One very conspicuous letter was from Anna Rothscildt to her niece, Constance Graae, written on 27th April 1857 (mentioned in the last number of MuseumsPosten). The letter had been found in an old cupboard full of letters, drawings, bridal shoes and veil, a cocked hat, a peepshow from the time of the Napoleonic wars, tickets for the school dance, small account books, and much more from the second half of the 19th century.
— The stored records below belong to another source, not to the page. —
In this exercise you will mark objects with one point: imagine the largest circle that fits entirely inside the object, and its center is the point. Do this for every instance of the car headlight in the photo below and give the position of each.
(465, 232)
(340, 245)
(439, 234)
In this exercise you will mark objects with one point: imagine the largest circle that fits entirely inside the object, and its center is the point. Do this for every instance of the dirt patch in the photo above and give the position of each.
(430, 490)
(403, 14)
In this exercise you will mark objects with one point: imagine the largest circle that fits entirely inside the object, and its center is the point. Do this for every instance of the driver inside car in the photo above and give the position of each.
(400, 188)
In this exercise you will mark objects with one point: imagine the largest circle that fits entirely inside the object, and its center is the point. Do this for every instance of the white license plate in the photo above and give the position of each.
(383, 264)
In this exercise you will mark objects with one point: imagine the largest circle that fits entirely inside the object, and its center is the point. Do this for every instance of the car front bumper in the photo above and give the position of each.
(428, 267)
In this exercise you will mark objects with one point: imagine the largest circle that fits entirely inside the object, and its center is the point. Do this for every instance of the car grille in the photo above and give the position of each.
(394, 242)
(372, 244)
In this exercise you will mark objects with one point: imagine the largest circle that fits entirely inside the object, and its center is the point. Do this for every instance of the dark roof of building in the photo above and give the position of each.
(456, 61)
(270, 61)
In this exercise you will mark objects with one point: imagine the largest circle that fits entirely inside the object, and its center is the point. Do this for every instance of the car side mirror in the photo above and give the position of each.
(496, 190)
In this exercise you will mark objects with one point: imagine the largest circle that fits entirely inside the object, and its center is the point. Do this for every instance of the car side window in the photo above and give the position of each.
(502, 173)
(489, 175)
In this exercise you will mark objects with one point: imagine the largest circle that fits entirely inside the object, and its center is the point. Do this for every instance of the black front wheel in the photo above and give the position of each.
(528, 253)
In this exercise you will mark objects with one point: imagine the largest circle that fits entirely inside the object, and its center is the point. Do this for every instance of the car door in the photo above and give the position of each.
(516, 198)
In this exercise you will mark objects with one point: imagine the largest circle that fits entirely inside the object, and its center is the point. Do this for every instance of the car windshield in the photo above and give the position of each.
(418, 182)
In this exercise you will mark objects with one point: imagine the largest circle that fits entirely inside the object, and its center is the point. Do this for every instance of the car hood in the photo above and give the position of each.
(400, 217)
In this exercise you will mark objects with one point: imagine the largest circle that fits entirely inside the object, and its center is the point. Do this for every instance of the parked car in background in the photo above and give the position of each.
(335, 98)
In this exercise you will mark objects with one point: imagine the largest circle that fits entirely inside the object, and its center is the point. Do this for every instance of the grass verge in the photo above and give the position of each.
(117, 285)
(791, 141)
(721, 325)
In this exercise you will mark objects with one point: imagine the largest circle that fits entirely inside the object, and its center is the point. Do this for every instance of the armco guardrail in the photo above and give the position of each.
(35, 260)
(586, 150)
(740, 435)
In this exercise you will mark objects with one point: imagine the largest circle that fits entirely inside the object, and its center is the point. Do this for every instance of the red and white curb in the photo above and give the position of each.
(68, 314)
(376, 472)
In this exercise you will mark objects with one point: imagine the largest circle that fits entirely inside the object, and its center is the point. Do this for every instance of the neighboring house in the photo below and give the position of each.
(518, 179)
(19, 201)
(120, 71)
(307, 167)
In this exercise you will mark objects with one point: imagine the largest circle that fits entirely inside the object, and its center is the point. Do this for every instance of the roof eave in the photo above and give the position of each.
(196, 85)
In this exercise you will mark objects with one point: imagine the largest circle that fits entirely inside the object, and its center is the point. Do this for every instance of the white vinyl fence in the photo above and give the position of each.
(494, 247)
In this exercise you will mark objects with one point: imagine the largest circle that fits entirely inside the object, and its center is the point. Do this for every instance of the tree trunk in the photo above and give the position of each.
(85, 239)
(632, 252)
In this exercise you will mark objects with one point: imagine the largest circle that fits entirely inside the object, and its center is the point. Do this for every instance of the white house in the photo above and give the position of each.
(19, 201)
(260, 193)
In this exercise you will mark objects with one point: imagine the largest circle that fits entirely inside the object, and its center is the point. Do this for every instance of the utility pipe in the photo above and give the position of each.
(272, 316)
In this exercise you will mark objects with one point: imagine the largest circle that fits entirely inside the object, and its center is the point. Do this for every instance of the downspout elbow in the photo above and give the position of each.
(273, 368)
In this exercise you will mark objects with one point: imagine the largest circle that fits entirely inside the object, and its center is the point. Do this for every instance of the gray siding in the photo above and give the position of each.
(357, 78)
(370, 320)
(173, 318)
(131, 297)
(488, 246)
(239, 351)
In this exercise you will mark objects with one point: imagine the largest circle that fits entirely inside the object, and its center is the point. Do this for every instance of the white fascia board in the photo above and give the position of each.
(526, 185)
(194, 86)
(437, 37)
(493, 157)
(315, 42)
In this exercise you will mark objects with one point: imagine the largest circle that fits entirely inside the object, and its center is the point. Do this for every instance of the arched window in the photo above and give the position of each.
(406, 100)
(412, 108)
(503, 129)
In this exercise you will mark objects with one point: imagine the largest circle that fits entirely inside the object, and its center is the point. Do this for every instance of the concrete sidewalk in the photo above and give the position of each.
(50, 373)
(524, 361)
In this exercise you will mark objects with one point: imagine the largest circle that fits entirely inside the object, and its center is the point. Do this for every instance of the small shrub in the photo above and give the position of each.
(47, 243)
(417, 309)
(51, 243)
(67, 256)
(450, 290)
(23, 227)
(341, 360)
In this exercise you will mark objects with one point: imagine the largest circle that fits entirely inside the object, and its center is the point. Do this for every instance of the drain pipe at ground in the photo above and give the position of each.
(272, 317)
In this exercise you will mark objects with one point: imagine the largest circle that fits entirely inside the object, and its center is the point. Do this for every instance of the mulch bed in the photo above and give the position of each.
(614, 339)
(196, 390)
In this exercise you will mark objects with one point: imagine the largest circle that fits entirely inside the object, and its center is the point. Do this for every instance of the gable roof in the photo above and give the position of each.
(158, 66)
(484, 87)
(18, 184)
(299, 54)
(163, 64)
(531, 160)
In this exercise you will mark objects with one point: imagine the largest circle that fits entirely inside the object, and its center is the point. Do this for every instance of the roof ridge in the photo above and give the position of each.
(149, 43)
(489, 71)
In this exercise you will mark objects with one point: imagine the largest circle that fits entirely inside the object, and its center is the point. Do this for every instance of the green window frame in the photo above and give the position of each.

The cupboard used to belong to Constance, who received the elaborate letter, and its letters give us a fine picture of the written social conventions of the rural upper-classes which Constance and her family belonged to.

Family Life in Focus
The letter from Anna Rothschildt is a letter of congratulation in connection with Constance’s marriage with Julius Pilegaard in 1857. It is characteristic of the sentimental worship of home and family that cropped up among the bourgeoisie in the early 19th century and which the American sociologist Richard Sennett described as "The Fall of Public Man": The burghers withdrew from the public scenes on which they had appeared in the 18th century – the theatre, the salons; places where they could conduct themselves in their wigs. Instead they worshipped intimacy and closeness: "The childhood home with all the loving, faithful hearts in it", as Anna writes to Constance. "You are now to take over the duties of a housewife and above all make your friend happy", that was her main purpose in life from her aunt’s point of view. The letter was accompanied by a small hanging which Anna "with inexpressible joy" asks her niece to hang over her sofa in memory of the aunt.

True Love
Another letter to Constance was written by a certain Sophus Lund in 1854. The letter is a praise of "the blushing of Constance’s cheeks in these days" – we understand that she has just got engaged. It is a fine example of classic, romantic love that dates back to the poetry writing of the medieval troubadours’. In the troubadours’ poems as well as in Sophus’ letter love is a mystical power elevating the lover to a higher sphere where she senses the world in a different way. "Doesn’t the sky seem even bluer to you? Everything around you beautifies," he writes, "because where love lives, spring is eternal." But unlike medieval aristocratic love that was always invigorated by the unattainable and forbidden, love of the 19th century bourgeoisie is thriving within the frames of marriage and home.

Constance and Julius lived happily together at Julius’ ancestral farm, Skovsbo on the island of Langeland, until his death in 1898. To their great sorrow they remained childless. In her old days Constance seems to have transferred all her love to her dog Toto. One of its teeth was found meticulously wrapped up in the old cupboard.